Bombs in Baghdad Kill 14, Wound Dozens

BAGHDAD (Reuters) -
Smoke rises from a car bomb attack in the Saydiya district of southern Baghdad, Iraq May 2, 2016. REUTERS/Ahmed al-Husseini
Smoke rises from a car bomb attack in the Saydiya district of southern Baghdad, Iraq, Monday. (Reuters/Ahmed al-Husseini)

Three bombs went off in and around Baghdad on Monday, killing at least 14 people, including Shiite Muslim pilgrims, police and medical sources said.

The largest blast, from a parked car bomb in the Saydiya district of southern Baghdad, killed 11 and wounded 30, the sources said.

Explosives planted on the ground in Tarmiya, 15 miles north of Baghdad, killed two and wounded six, while a roadside bomb in Khalisa, a town 20 miles south of the city, left one dead and two wounded.

There was no immediate claim of responsibility for any of the attacks, but Islamic State terrorists fighting Iraqi forces in the north and west regularly target security personnel and Shiite civilians whom they consider apostates.
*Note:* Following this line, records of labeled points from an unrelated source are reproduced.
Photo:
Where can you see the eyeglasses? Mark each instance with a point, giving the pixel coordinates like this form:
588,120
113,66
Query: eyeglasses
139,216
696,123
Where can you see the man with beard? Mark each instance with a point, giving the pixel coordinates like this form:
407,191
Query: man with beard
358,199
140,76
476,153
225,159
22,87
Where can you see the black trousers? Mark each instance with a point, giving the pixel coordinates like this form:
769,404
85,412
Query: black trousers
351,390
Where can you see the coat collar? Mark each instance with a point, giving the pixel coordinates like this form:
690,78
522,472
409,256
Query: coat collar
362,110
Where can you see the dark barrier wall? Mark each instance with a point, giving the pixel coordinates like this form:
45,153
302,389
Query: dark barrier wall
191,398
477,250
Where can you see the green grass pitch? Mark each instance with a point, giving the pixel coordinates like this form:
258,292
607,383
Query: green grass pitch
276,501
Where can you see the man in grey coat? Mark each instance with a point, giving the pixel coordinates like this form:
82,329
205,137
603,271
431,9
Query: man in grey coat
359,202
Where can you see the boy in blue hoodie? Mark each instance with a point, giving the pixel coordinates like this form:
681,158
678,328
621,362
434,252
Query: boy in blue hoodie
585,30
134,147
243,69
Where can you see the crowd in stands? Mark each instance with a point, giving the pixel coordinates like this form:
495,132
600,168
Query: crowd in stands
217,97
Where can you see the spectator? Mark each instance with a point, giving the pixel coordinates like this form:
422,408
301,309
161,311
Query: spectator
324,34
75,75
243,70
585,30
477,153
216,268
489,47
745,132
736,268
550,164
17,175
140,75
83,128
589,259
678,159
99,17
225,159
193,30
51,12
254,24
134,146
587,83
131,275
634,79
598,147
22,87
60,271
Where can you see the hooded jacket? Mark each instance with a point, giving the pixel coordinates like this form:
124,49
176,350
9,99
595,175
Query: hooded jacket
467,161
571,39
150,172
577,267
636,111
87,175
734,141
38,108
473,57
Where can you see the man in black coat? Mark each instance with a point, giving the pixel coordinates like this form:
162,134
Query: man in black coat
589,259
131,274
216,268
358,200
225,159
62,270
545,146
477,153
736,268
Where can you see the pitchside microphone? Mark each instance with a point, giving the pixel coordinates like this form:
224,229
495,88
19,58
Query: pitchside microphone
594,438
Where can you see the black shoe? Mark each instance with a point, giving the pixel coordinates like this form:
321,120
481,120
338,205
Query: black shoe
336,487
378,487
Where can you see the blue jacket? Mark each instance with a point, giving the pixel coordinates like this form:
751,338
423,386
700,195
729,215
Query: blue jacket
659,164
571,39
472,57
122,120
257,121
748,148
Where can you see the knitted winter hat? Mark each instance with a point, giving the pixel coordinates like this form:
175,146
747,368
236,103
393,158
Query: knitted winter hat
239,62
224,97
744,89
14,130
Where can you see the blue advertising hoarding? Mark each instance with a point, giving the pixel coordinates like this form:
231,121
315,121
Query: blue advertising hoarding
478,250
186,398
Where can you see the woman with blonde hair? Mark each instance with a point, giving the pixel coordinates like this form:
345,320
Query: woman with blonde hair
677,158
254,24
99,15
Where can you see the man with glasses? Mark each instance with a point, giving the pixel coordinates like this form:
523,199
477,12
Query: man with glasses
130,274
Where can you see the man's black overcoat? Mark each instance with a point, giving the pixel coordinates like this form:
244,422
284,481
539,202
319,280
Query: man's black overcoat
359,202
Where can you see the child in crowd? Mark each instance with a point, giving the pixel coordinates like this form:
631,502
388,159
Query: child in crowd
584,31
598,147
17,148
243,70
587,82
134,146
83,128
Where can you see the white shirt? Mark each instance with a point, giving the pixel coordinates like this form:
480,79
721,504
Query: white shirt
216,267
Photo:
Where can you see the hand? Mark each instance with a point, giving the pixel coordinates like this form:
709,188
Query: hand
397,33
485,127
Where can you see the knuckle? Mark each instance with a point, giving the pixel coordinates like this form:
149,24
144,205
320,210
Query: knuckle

Islamic State’s al-Qaida predecessor was blamed in the past for such attacks on Shiite pilgrims, including blasts in 2012 that left 70 people dead nationwide.

Security has gradually improved in Baghdad, which was the target of daily bombings a decade ago, but there has been a string of blasts in recent days, including a suicide attack on Saturday that killed at least 19 people.